エリカのトラウマになっている海竜を三人で倒し、舟で向こう側へ渡るだけと思えばあっさりしてる。
(此処からが正念場だ)
オリキスは二つの問題に神経を尖らせる。
一つは、バーカーウェンからの脱出。エリカを本土へ連れ出そうと死の海域の境付近まで舟を進めたら、数年前に水鳥の巫女が放った海竜が出現し、行く手を阻む。これは予想の範囲内だ。
オリキスが問題視しているのは、カコドリ遺跡で教わった『勝つための条件』。海竜と対峙したときに、エリカがアルデバランの娘として強さを示すことが必須だと言われた。
本人は自発的に火の妖精の元へ通い、睨み合ったり戦ってみて不安を減らす努力はしているが、本物を目の前にして恐怖心が蘇り、何もできない可能性はある。
(海竜と戦って負けが濃厚になったらバーカーウェンに引き返し、作戦を練り直せばいい。逃走できるなら)
欲を言えば一度で勝ちたい。再挑戦を続けると、精神の消耗戦になるからだ。何度も退却して無駄に日が経過するようであれば、エリカは努力を辞めるかもしれないし、オリキスは自分の機嫌を保てる自信がない。バルーガも匙を投げ、三人とも精神を追い詰められてしまうだろう。
では、エリカを無理やりバーカーウェンから連れ出すのはどうか?
オリキスは島を訪れて間もないときに、その方法を探すという考えを除外した。
翼竜の書物には【近隣から遠方の国まで自由に直接飛んでいける転移魔法を使っても、滞在しているあいだは無効化される】と書いてあったからだ。
一度入った鳥籠は、安易に出られない。
力づくで押し通すことは不可能。
もう一つの問題が、死の海域の越え方。
アーディンはオリキスに、出発する日に何をすべきか教えた。
「空が夕焼けで染まる頃、エリカの家の隣りに集まってくれ。俺が地面に紋を書く。そこに翼竜の書物を乗せてすべて焼き払ったら、夜のうちに出発してくれ」
オリキスは尋ねる。
「なぜ、夜ですか?」
アーディンは説明した。
「日中じゃ駄目なんだ」
「?」
「水鳥の巫女と同じ髪色に変化した所を、多くの人目に晒させるには、まだ時期が早い」
聞こえは良く、言ってる意味をオリキスは理解できるが、困ったことに夜の海では人を襲う水霊が現れる。撃退方法は光術か、光術の上位にあたる輝術の使用。
エリカが仕事で外出する頃合いを狙い、アーディンは昼過ぎにオリキスを連れて翼竜の部屋へ入り、右手の人差し指で紋を描いた。
「その紋は?」
「ギーヴル独自に編み出したやつさ。東国のお姫様から教わった魔法が基礎になってる」
なぞった部分は薄緑色の光が浮かび、壁から一冊の書物が押し出されるようにゆっくり出てきた。厚さは親指の半分。
「これに、光芒の札の作り方が載っている」
翳すだけで水霊を退ける強力な道具。
「あなたが作ってくれるのですか?」
オリキスの質問にアーディンは、
「怖いこと言わないでくれよ」
と、苦笑いを浮かべて書物を差し出した。
「…………」
受け取りに一瞬迷う黒い瞳。
有難いなんて素直に喜べない、オリキスにもバルーガにも、手に余りすぎる危険な代物。
光術は札であっても、使用のときも、作るときも、必ずダメージを受ける。最小限のダメージで抑えるには、先に聖痕の手袋を作って嵌めておかなければならない。ないまま作ることはできても寿命が縮み、最悪、足、手、頭、どれかを失う。

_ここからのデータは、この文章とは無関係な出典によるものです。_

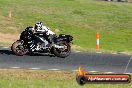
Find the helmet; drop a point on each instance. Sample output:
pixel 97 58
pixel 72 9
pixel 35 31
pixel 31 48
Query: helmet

光芒の札となれば、運が良ければ体の三分の二残ればいいほうだ。
光術と輝術はイエローエルフの秘伝。人間では体への負担が大きく、強力な術を放つときは『錆化』と呼ばれる蝕みに遭い、詠唱が終わるまでに体が消滅する。
しかも、自身へのダメージを軽減させるためのアンチ防具やアンチアクセサリーはエルフと翼竜にしか作れない。外に出回っている物は一度しか効力を発揮せず、高額で耐久性は不十分。
錆化を完全に回避できる者はエルフを除き、光のチカラを持つ十二糸か、突然変異の人間のみ。
あるいは光輝、陰隠、この特殊な属性を得意とするアルデバランの娘。
(二つの問題を解決するには、エリカ殿の協力が絶対不可欠。自分の意思で外へ出たいという強さが)
オリキスはその気持ちを、砕かないであげたいと思った。
※アルデバランの娘との契約を終えたあとの話です。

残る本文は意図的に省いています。